特にこだわりがなければ192kbpsが標準的な選択肢です。音楽DVDのように音質が重要な場合は256kbps以上を推奨します。128kbpsは容量を節約できますが、高音域でシャリシャリとした圧縮感が出ることがあります。

よくある質問(FAQ)

Q1:DVDをMP3に変換するのは違法ですか?

A:自分が購入した個人所有のDVDであっても、私的利用を目的としてコピーガードを解除して複製する行為には著作権法上の制限があります。利用する際は、必ず関係法令をご確認ください。本記事は技術的な情報提供を目的としており、利用はご自身の判断と責任のもとで行ってください。

Q2:DVDを無料でMP3に変換できますか?

A:はい。コピーガードのないDVDであれば、HandBrake・VLC・XMedia Recodeなどの無料ソフトを利用できます。一方、市販DVDなどコピーガード付きディスクを扱う場合は、対応ソフトが必要になります。

Q3:MacでもDVDをMP3に変換できますか?

A:はい。MacではHandBrakeやVLCを利用してDVDをMP3へ変換できます。コピーガード付きDVDを扱う場合は、Mac対応の有料ソフトを利用する方法もあります。

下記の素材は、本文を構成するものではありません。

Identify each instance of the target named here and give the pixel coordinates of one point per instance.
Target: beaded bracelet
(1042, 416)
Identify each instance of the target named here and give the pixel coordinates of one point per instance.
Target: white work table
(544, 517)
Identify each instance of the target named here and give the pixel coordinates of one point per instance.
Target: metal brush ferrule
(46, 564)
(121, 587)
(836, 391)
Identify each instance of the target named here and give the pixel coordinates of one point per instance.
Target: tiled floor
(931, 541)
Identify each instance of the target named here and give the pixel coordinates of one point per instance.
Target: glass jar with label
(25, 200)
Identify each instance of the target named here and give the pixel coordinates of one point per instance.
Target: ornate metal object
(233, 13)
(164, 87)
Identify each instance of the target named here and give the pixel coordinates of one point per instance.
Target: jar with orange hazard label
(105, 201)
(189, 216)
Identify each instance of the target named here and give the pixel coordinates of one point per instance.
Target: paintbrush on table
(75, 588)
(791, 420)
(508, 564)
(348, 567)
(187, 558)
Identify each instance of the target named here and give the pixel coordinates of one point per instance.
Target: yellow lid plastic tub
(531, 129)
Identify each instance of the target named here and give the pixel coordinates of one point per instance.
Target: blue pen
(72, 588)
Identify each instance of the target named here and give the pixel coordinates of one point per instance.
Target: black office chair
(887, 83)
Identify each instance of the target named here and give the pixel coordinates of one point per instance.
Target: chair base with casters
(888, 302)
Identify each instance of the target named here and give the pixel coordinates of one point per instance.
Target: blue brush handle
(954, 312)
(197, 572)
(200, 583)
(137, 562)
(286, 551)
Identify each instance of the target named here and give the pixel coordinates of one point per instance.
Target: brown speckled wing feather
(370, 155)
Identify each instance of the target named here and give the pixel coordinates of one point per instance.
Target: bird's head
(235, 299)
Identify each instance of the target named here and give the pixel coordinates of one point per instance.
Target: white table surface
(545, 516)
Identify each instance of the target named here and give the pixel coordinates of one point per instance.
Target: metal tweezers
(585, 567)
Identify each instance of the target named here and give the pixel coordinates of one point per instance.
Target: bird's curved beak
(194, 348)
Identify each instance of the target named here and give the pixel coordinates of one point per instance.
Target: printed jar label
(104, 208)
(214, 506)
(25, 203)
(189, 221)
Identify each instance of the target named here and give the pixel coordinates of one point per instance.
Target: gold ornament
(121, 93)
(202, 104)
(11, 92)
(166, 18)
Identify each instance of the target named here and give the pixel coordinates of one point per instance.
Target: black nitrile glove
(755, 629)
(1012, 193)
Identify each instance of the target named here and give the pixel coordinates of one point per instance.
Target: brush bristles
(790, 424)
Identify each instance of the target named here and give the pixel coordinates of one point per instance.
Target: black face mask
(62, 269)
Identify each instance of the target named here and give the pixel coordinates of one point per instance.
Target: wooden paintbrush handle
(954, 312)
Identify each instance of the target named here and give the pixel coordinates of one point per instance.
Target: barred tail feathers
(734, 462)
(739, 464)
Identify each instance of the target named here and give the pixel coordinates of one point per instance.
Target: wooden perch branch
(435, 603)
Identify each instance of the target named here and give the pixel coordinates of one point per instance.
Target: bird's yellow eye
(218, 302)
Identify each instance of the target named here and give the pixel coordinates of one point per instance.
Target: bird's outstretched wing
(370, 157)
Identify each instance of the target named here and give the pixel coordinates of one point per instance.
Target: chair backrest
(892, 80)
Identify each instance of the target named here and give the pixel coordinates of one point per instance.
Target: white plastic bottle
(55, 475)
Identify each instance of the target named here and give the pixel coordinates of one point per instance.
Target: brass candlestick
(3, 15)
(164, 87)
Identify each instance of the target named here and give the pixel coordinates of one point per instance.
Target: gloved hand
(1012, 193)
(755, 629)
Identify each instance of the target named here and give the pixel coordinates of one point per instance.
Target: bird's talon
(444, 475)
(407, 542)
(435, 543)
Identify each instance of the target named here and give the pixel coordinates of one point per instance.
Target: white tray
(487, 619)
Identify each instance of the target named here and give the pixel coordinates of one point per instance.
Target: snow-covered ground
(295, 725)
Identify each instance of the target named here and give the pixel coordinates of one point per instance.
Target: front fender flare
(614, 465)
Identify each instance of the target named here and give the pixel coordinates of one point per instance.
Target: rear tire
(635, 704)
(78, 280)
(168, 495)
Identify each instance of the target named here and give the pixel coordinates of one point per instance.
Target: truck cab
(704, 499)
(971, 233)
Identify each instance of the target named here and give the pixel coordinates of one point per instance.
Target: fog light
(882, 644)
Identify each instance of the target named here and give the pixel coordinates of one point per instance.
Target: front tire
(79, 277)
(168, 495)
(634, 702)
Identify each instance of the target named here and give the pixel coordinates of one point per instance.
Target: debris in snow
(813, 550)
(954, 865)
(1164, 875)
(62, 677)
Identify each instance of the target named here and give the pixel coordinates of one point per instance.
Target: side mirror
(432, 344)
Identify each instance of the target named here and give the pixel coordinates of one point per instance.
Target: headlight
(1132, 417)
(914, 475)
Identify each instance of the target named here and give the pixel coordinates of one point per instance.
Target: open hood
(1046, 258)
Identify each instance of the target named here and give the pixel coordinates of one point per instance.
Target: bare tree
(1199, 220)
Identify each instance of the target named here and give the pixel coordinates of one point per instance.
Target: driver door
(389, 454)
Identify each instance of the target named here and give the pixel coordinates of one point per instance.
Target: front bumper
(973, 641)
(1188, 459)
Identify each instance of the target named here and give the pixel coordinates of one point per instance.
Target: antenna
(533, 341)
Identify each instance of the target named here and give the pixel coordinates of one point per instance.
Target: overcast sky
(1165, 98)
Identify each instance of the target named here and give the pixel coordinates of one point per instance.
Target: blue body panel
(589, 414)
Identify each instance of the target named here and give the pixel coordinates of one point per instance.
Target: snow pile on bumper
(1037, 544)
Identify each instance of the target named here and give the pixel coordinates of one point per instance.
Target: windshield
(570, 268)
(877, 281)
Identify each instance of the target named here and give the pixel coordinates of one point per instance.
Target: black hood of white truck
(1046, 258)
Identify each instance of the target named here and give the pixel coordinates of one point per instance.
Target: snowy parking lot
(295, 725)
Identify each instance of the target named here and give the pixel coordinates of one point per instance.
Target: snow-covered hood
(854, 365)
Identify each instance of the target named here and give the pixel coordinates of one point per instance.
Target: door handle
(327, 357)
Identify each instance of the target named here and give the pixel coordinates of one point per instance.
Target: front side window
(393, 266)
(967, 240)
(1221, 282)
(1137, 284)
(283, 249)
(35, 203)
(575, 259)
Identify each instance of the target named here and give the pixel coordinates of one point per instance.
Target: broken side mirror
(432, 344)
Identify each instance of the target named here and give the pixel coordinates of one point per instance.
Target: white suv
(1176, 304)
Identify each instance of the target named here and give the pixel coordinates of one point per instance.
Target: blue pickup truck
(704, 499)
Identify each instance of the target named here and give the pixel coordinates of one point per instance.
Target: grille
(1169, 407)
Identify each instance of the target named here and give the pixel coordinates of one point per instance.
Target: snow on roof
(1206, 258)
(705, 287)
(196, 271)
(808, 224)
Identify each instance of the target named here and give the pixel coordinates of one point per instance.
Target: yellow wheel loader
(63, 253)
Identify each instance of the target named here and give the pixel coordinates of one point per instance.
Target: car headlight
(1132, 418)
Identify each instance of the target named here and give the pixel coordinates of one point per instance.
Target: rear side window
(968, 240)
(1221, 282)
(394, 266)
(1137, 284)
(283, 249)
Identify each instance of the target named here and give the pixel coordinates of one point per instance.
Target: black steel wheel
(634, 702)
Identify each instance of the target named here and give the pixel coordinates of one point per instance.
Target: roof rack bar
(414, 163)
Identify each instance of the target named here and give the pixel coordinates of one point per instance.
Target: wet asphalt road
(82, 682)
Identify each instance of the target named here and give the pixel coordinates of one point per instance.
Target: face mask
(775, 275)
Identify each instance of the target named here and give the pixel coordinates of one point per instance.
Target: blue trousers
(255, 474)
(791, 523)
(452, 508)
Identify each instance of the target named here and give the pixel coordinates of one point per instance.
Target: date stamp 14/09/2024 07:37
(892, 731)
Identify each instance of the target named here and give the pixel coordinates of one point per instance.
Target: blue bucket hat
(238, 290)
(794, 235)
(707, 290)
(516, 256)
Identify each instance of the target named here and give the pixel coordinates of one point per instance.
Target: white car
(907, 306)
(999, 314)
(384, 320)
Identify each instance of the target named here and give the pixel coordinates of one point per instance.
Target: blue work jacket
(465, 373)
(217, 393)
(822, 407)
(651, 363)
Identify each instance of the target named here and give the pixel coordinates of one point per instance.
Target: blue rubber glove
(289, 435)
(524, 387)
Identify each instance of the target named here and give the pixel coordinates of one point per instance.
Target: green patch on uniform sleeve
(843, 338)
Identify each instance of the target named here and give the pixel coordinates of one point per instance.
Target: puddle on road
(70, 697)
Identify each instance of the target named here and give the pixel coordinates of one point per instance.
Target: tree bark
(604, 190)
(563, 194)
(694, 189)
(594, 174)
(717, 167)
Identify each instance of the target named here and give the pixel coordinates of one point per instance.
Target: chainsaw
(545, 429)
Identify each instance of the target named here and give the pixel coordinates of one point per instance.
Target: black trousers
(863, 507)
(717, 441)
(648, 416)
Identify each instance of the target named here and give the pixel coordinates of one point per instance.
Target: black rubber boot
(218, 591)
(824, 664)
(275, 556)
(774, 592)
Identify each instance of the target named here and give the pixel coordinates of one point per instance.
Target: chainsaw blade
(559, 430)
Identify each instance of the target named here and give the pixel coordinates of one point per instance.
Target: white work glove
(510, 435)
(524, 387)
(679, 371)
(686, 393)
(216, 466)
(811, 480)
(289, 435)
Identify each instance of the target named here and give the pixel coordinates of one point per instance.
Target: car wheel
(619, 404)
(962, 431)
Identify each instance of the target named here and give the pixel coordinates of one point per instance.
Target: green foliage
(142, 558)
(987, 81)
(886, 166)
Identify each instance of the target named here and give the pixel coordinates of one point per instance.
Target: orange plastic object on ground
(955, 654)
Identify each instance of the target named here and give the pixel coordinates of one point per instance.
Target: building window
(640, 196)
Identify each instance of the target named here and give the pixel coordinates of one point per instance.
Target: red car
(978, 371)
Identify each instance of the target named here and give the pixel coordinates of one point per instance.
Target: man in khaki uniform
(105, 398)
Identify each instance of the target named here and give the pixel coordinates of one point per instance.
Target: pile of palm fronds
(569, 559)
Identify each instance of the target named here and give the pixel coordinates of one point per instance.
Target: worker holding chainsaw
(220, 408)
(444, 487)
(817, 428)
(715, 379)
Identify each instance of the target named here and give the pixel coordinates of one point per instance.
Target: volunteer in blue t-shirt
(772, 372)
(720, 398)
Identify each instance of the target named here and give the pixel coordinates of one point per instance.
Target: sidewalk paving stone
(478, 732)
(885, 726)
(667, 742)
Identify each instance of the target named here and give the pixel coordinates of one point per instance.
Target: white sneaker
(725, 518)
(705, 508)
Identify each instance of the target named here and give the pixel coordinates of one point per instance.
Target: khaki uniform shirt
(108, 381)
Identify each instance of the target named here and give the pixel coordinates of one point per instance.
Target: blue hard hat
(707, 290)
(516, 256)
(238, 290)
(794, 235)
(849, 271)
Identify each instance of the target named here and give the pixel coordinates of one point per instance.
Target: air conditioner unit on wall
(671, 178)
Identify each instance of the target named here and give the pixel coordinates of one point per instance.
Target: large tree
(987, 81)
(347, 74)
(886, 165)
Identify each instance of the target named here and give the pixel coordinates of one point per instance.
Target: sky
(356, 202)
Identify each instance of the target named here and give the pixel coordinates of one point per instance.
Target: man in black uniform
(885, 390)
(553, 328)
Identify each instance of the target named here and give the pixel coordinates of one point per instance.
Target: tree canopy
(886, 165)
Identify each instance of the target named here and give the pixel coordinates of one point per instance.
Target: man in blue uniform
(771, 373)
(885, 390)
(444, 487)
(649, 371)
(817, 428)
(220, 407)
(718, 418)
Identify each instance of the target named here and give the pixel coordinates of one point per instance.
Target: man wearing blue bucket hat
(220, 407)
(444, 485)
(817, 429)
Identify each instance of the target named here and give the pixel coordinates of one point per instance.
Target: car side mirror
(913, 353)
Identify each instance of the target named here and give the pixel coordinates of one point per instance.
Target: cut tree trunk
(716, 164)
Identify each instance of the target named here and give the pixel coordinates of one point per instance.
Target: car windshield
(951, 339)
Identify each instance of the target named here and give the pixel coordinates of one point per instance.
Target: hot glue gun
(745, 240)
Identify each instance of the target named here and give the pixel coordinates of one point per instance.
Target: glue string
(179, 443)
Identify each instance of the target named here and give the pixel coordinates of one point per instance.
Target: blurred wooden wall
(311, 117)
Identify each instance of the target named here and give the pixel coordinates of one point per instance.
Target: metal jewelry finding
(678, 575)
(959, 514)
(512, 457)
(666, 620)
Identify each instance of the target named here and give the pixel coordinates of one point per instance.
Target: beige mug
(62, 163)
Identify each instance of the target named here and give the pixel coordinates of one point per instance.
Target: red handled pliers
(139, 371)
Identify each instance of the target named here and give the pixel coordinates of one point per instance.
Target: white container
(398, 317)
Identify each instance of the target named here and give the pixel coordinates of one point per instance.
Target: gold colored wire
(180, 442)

Q4:コピーガード付きDVDもMP3に変換できますか?

A:ソフトによって対応状況が異なります。HandBrakeやVLCなどの無料ソフトでは対応が限定的で、市販DVDを正常に読み込めない場合があります。コピーガード付きDVDを扱う場合は、対応状況を事前に確認してください。

Q5:変換後のMP3をiPhoneやAndroidで再生できますか?

A:はい。MP3はiPhone・Androidの両方で利用できる一般的な音声形式です。パソコンからスマートフォンへ転送すれば、そのまま音楽プレーヤーアプリなどで再生できます。

まとめ

DVDをMP3に変換するソフトの選び方は、大きく「コピーガード対応が必要かどうか」と「手軽さを優先するか・細かい設定を求めるか」の2軸で決まります。さまざまな形式のDVDに対応しながら手軽にDVDをMP3へ変換したいならDVDneXtCOPYが現時点での最有力候補です。

コピーガードのない自作DVDやDVDフォルダを変換するなら、HandBrake・VLC・XMedia Recodeといった完全無料のソフトで十分対応できます。いずれの方法も基本的な流れは「DVDを読み込む→出力形式にMP3を選択→変換実行」の3ステップで完結します。まずは手元のDVDの種類(コピーガードの有無)を確認した上で、用途に合ったソフトを選んでみてください。